As Congress pushes forward with a TikTok ban, Senior Fellow at the Market Institute John Tamny argues in a new piece at Real Clear Markets why Americans should not be so quick to support this move.
He writes:
“”Those who would give up essential Liberty, to purchase a little temporary Safety, deserve neither Liberty nor Safety.” – Ben Franklin
As of May of 2020, more than 40 million Americans had filed for unemployment. The 40 million represented one quarter of the U.S. workforce.
There’s a tendency even now for people to say that the novel coronavirus was the source of all the aforementioned economic desperation, but such a view is nonsensical. Economies don’t just collapse; instead politicians intervene in the natural doings of the people who comprise what we call an “economy.” Government intervention was the collapse. Correcting a narrative that will forever need correction, in the spring of 2020 panicky politicians chose to make going to work and operating one’s business largely illegal, thus the unemployment. It was to protect us from getting sick or dying from the virus, they said.

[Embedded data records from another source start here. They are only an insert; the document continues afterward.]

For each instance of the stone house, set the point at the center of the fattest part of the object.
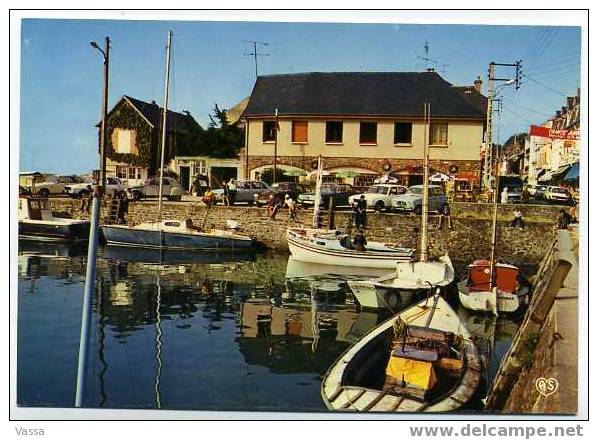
(133, 140)
(363, 124)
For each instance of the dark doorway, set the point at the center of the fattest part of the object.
(185, 177)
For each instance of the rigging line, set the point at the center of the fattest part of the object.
(544, 85)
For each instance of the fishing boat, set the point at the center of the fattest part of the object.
(174, 234)
(492, 286)
(507, 293)
(409, 282)
(36, 222)
(410, 279)
(335, 248)
(423, 360)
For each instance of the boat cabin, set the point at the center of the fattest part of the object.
(506, 277)
(35, 209)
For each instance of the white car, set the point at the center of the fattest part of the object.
(413, 198)
(113, 186)
(171, 189)
(380, 196)
(55, 185)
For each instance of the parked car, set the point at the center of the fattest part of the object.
(537, 191)
(514, 194)
(55, 185)
(113, 186)
(339, 192)
(293, 189)
(413, 198)
(380, 196)
(171, 189)
(246, 191)
(557, 194)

Which was a stupendous insult. Seriously, who needs to be forced to avoid sickness and death? And assuming the possibility of sickness and/or death related to a virus, what sentient being would look to a politician or a collection of politicians as the source of wise counsel about how to avoid anything that threatens?
Despite this, nailbiting lawmakers in both parties, right on up to President Donald Trump, chose a massive national taking of freedom in the form of lockdowns as the primary strategy for protecting us. Yes, they quite literally chose economic contraction as their virus-mitigation plan; this, despite the fact that economic growth has always been the biggest enemy of death and disease, and poverty the biggest enabler of both. Historians will marvel at their abject stupidity.
Please keep the bipartisan decision in 2020 to rob you of your freedom and concomitantly crush the economy as a way of “protecting” you well in mind in the here and now. The alleged new existential threat to the American people is said to be TikTok. 170 million Americans think a little or lot of the app enough to have downloaded it, so much so that regular users of it spend quite a bit more time on it than they do on Facebook, Snapchat, Twitter, or name your social media site. The politicians who didn’t trust us to make wise choices about how to deal with a spreading virus have decided to insult us yet again.
They claim that TikTok, a remarkably innovative company created by Beijing-based ByteDance, is actually just a front for the Chinese Communist Party (CCP). As the reasonably rational surely already see, the very assumption underlying the political class’s justification for seeking a ban on TikTok is self-discrediting. And the source of its discredit comes from the conservatives cheering most loudly for TikTok’s ban. As they’ve long so correctly pointed out, nothing any government operates or controls is ever popular, anywhere. Translated, no one enjoys going to the DMV, the passport office, or the Post Office, among other government creations. TikTok is presently lapping U.S. giants like Facebook and Twitter in terms of mass American appeal, yet conservatives want us to believe that the CCP is controlling the very business Americans can’t get enough of? From this rhetorical backflip, are we supposed to believe government officials in China are somehow different because, well, they’re Chinese?
Logic says no, and not just because government is always and everywhere incapable of operating as a business, let alone one capable of producing a product that Americans plainly adore. More evidence of the shocking foolishness all around us right now can be found in China itself. The country is dense with symbols of American capitalism like Apple, Coca-Cola and McDonald’s in every city, and the latter is a consequence of the passion within the Chinese people for all things American. Yet we’re supposed to believe the CCP is capable of creating propaganda that will drive American hatred of America in a way that it plainly cannot even with its own people…?
Of course, it’s not just that the proposed ban of TikTok insults the American people. Worse than the political class’s implied view that Americans are too malleable to handle what politicians imagine to be propaganda is a similarly implied view within the elected that the American way of life is so unworthy that an app could somehow turn the American people against their country. Where’s the outrage?”